According to Giovanni Apolone, a co-author of the study, four cases dated back to early October 2019, which meant that the healthy volunteers would have been infected by the virus in September. He noted that "this is the main finding: people with no symptoms not only were positive after the serological tests but had also antibodies able to kill the virus".

The findings suggest that the novel Coronavirus can circulate among the population for long and "with a low rate of lethality not because it is disappearing but only to surge again", he added. As per the study, the finding of "SARS-CoV-2 antibodies in asymptomatic people before the COVID-19 outbreak in Italy may reshape the history of a pandemic".

In March, Italian researchers told Reuters that they reported a higher than a usual number of cases of severe pneumonia and flu in Lombardy in the last quarter of 2019, indicating that the SARS-CoV-2 might have circulated earlier than previously thought.

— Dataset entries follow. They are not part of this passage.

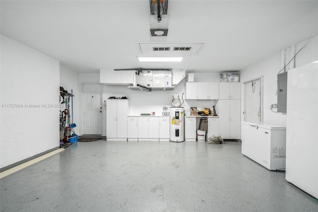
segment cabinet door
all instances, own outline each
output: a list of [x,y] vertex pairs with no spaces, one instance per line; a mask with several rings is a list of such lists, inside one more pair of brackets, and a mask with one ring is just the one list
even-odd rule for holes
[[220,135],[223,138],[230,139],[230,100],[220,100],[218,104]]
[[138,117],[138,138],[148,138],[148,117]]
[[240,139],[240,100],[230,101],[230,138]]
[[198,83],[185,83],[185,99],[196,100],[198,91]]
[[208,118],[208,138],[219,135],[219,118]]
[[117,100],[107,100],[106,114],[106,137],[117,138]]
[[138,138],[138,117],[128,117],[127,120],[127,137]]
[[219,99],[219,83],[208,83],[208,96],[209,100]]
[[132,86],[135,78],[134,71],[115,71],[113,75],[113,85]]
[[195,116],[184,118],[184,140],[196,139],[196,119]]
[[198,100],[207,100],[208,95],[209,84],[208,83],[198,83]]
[[128,107],[127,100],[117,100],[117,138],[127,138],[127,137]]
[[230,84],[233,83],[220,83],[219,84],[219,99],[230,99]]
[[161,117],[159,121],[159,138],[170,138],[169,117]]
[[240,83],[229,83],[230,84],[230,99],[231,100],[240,99]]
[[151,117],[148,119],[148,138],[159,138],[159,117]]

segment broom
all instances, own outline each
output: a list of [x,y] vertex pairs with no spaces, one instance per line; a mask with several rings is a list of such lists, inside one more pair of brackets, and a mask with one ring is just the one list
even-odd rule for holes
[[72,124],[71,124],[71,128],[75,127],[76,124],[73,122],[73,90],[72,90]]

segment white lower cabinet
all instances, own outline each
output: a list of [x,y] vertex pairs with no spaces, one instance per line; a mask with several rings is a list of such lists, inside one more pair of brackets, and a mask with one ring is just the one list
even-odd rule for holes
[[169,117],[160,117],[159,118],[159,140],[167,141],[170,139]]
[[127,125],[128,141],[138,140],[138,117],[128,117]]
[[159,117],[138,117],[139,140],[159,140]]
[[219,118],[209,117],[208,118],[208,135],[207,138],[214,135],[219,135]]
[[184,118],[184,141],[196,141],[197,122],[196,116],[186,116]]

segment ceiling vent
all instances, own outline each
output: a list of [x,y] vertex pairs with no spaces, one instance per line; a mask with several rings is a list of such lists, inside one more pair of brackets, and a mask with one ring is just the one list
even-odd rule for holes
[[154,51],[170,51],[170,47],[153,47]]
[[151,56],[184,56],[197,55],[206,44],[205,42],[137,42],[141,55]]
[[173,47],[173,51],[190,51],[191,47]]

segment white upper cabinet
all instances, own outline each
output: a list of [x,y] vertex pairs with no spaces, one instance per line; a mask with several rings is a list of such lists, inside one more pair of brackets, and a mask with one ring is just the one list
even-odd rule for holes
[[197,98],[198,100],[209,99],[209,85],[208,83],[198,83],[198,93]]
[[240,99],[240,83],[220,83],[219,88],[219,99]]
[[218,100],[219,83],[186,83],[186,100]]
[[99,83],[104,85],[132,86],[134,79],[135,71],[99,70]]
[[209,100],[219,99],[219,83],[208,83]]
[[185,99],[197,99],[198,83],[185,83]]

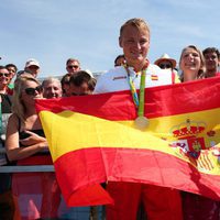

However, recently the health ministry of the country said, restrictions aimed at slowing a surge in infection cases will be extended in many Italian regions, with Tuscany and Campania set to be designated as high-risk "red zones". As of Monday, November 16, Italy reported more than 45,000 COVID-19 related deaths and over 1,178,000 cases.

Origin Mystery of COVID-19

Novel Coronavirus
Novel Coronavirus origin mystery Pixabay

When it comes to the origin mystery, many believe that if the World Health Organization (WHO) had conducted a proper investigation, Coronavirus emergence would not be a secret for such a long time. Earlier this year, a team from WHO went to China to carry out an investigation into the origin of the coronavirus but no concrete evidence was found.

Recently, another investigation to untangle the origin mystery has started on Friday, October 30, though it remained a virtual one. The investigation is expected to include both medical and animal healthcare experts who are affiliated with the Geneva-based health agency, as well as the Food and Agriculture Organization of the UN and the World Organisation for Animal Health, along with specialists from other countries.

David A. Relman, a Stanford University microbiologist, wrote in a paper that preventing the next pandemic "depends on understanding the origins of this one".